Her basic rules were … if you aren’t cooking you’re cleaning, if you aren’t cleaning you’re cooking, and if you aren’t cooking or cleaning, get out of the kitchen.
If you aren’t cleaning as you go, the food prep area will get gross and unsanitary fast. This goes for cooking at home, too.
I learned one of my best cooking lessons from Hell’s Kitchen: taste taste taste!
As long as your food is safe to taste (i.e. not raw poultry or something), taste it, at every stage of cooking. You’ll find you get better at tasting foods and predicting what things your dish needs.
Programming or scripting; usually Python would be enough to reduce the average repetitive workload of office workers by about 20%.
This one is excellent, by university of Helsinki: programming-23.mooc.fi
Wire stripping and crimping. Especially if you plan to do offgriding homesteading with solar but occasionally comes up in home applications when you want to revive a mangled extension cord or install a fixture. Specialized cables start to add up very quickly its much more cost effective to buy a big bag of connectors, a big roll of decent gauge wire, dig out an old set of wire cutters+needlenose and fire up a 2 minute instructions yt video. Like all other skills it takes time and error to get good at it but its not too terribly difficult as wel as very cool to essentially build your own electrical grid from the ground up with wires and connectors you made yourself…
About a year back I stumbled across these cool products that are a heatshrink sheath with a metal ring coated in low temp solder inside. They made all of my wire joining a million times easier. Just strip the end of two wires, push them into the sheath and blast them with a heat gun for 20 seconds until the ring contracts into a crimp and the solder flows onto the wires. Better physical and electrical connection than a crimp, with none of the futzing that comes with soldering and sheathing.
These are so cool! Do you have a link to buy?
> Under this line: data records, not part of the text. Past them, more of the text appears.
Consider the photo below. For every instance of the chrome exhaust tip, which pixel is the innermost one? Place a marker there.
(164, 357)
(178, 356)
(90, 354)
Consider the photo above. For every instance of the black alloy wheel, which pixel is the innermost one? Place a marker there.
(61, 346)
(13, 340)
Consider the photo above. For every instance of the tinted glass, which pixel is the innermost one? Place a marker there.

Edit: Found them! These are crimpless solder sleeves. Crimpless Solder Sleeve Heat Shrink Variety Kit - 90 Piece
Swimming. It could save your life.
Effective planning. It’s very easy to say " I’m doing this today and that tomorrow" but how realistic is that? Know how to break something down into its component pieces and be able complete them along a schedule. It’s basically project management, but for everyday stuff. It helps immensely to be able to tackle big projects and recognize that things are progressing even though the project still isn’t done. Hugely helpful for stress management.
So project management on a personal scale is really varied based on what level of detail you need. I’ve worked with people who have ADHD traits and they worked best with a very micromanaged day, like there is a reminder every 15 minutes to keep them on track (that’s a generalization, but not far off).
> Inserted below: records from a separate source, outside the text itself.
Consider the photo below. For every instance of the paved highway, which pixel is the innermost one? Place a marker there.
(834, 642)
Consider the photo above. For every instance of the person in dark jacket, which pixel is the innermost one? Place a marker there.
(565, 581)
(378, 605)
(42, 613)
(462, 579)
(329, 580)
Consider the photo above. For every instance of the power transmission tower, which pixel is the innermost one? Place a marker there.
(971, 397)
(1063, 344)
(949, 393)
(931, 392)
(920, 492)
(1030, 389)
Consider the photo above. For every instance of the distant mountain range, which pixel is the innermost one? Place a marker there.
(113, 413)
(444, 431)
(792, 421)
But if you’re just looking for some broader structure to help organize projects you have to do, you can look at AI assisted planners to remove some of the basic breakdown work. You can ask ChatGPT to create a rough outline for some major projects, give it a time frame, and mention any other circumstances (work, childcare, only work 1 hour at a time, etc.), it will give you a decent outline to start with. You can then break it down further if you need to and refine the time line to best fit your own needs
There are lots of ‘personal project management’ books that can help to break it down, also good youtube videos on the subject. There are 3 primary things to remember though:
- create manageable goals, this might take some trial and error to figure out timing.
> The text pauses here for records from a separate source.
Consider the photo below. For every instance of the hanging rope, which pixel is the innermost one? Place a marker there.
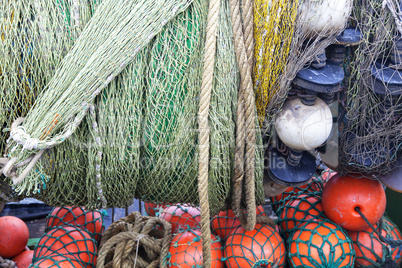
(245, 136)
(205, 98)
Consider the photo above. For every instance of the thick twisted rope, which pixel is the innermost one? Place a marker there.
(245, 113)
(205, 97)
(120, 243)
(4, 263)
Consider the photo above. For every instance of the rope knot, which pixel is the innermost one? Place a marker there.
(135, 241)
- stick to your plan. Putting off a task because you don’t feel like it defeats the purpose of making a plan.
- if you stuck to the plan the best you could and it didn’t work out, don’t beat yourself up. Use it as a learning experience for next time you need to plan stuff out. Figure out why it didn’t work and fix it.
Quick note: reading/other resources won’t hand you the answers, they will only help to provide and explain the tools you would need to be successful. Good luck!
I used to use the same software I use as a developer for planning things. It’s was massively helpful.